Continuous positive airway pressure (CPAP) has been shown to have beneficial effects on individual components of MetS [15]. Generally, CPAP treatment for OSA has been shown to improve sleep apnea, especially excessive daytime sleepiness, and lower BP levels. An earlier Spanish study found that OSA was an independent risk factor for the development of LV diastolic dysfunction and that eliminating apnea with nasal CPAP improved LV diastolic dysfunction. Therefore, it has been proposed that chronic application of CPAP might avoid the development of LV diastolic abnormalities [16]. A meta-analysis of randomized controlled trials also supports the idea that CPAP may improve LV diastolic function in patients with OSA [17].

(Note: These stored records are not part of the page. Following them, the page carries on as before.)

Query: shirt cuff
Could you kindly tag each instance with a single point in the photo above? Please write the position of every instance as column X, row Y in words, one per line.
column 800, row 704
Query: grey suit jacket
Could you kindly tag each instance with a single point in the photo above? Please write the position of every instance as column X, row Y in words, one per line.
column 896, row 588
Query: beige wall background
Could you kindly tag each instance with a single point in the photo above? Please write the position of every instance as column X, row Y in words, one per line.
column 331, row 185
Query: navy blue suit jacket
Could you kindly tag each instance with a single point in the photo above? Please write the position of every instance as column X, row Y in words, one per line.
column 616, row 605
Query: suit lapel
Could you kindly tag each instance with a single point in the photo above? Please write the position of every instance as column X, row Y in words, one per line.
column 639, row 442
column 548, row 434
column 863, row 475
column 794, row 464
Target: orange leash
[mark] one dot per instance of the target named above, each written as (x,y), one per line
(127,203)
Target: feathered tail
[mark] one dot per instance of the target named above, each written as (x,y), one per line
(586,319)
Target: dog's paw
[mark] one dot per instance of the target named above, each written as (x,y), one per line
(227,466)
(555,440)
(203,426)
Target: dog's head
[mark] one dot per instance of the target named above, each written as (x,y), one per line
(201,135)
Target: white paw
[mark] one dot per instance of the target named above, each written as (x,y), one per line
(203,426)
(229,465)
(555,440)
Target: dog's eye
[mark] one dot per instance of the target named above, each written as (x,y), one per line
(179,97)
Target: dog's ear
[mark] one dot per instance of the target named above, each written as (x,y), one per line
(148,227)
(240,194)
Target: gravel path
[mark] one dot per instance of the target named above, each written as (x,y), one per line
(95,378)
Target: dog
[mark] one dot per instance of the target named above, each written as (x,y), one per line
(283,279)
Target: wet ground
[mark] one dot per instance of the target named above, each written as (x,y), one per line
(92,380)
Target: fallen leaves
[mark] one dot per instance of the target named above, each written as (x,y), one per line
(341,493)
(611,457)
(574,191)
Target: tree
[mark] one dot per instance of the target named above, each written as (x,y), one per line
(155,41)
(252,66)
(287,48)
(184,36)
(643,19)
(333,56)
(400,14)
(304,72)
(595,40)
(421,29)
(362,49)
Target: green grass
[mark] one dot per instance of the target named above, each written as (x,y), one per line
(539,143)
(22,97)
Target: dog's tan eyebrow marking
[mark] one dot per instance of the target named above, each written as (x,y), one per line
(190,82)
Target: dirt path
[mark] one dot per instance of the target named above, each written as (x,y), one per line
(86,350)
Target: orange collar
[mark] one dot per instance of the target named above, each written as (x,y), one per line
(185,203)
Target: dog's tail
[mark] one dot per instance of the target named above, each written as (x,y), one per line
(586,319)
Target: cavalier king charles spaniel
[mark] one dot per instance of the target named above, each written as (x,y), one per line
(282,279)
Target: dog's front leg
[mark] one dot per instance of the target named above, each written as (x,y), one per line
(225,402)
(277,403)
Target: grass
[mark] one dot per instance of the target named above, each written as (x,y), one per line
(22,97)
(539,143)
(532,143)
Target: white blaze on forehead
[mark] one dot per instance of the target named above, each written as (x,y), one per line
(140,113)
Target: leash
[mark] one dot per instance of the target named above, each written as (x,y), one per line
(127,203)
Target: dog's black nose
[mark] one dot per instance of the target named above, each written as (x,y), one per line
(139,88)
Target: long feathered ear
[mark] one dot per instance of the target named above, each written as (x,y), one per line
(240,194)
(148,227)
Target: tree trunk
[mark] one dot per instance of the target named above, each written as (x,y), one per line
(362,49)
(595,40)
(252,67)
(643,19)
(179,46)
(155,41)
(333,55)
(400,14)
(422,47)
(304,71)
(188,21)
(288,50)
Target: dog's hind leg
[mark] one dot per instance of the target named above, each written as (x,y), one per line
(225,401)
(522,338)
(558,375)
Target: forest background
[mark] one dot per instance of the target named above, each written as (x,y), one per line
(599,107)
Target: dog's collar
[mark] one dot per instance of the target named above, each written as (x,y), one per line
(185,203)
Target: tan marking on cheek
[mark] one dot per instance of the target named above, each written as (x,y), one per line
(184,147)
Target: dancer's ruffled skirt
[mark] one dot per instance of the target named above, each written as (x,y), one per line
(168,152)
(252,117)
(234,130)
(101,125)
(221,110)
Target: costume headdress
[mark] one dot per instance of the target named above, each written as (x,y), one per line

On the other hand, in the patients with non-sleepy OSA, CPAP therapy have no overall beneficial effects on subjective sleepiness, systolic BP, or cardiovascular risk compared with no active therapy [18]. OSA patients who were less sleepy had lower BMI and lower CPAP adherence. Thus, NOOSA patients might have lower CPAP adherence than obese patients with OSA (Fig. 1). Comprehensive management including an active lifestyle and regular support of CPAP use is key to managing this kind of OSA [18].

Fig. 1
figure 1

Scheme for the relationship between obstructive sleep apnea and hypertension with and without obesity. BP bloodpressure, CPAP continuous positive airway pressure

Sleep apnea in the absence of obesity is difficult to detect and is considered to have a poor prognosis, with a high possibility of concomitant MetS risks. Compliance with CPAP might be also poor, making it difficult to find an effective treatment. In the future, it will be necessary to understand its pathophysiology and consider effective intervention for NOOSA. In 1993, Reaven [19] proposed “Syndrome X” and wrote the following: “Throughout this presentation reference has been made to the fact that all of the elements of “Syndrome X” can be seen in non-obese individuals.” and “All of clinical features of ‘Syndrome X’ can develop independently of obesity.” Almost 30 years later, we cannot help but marvel at his foresight. This might be true of NOOSA with MetS risks. In that sense, the findings of the study reported by Inoue et al. [8] have a chance of opening up a new field of research on NOOSA.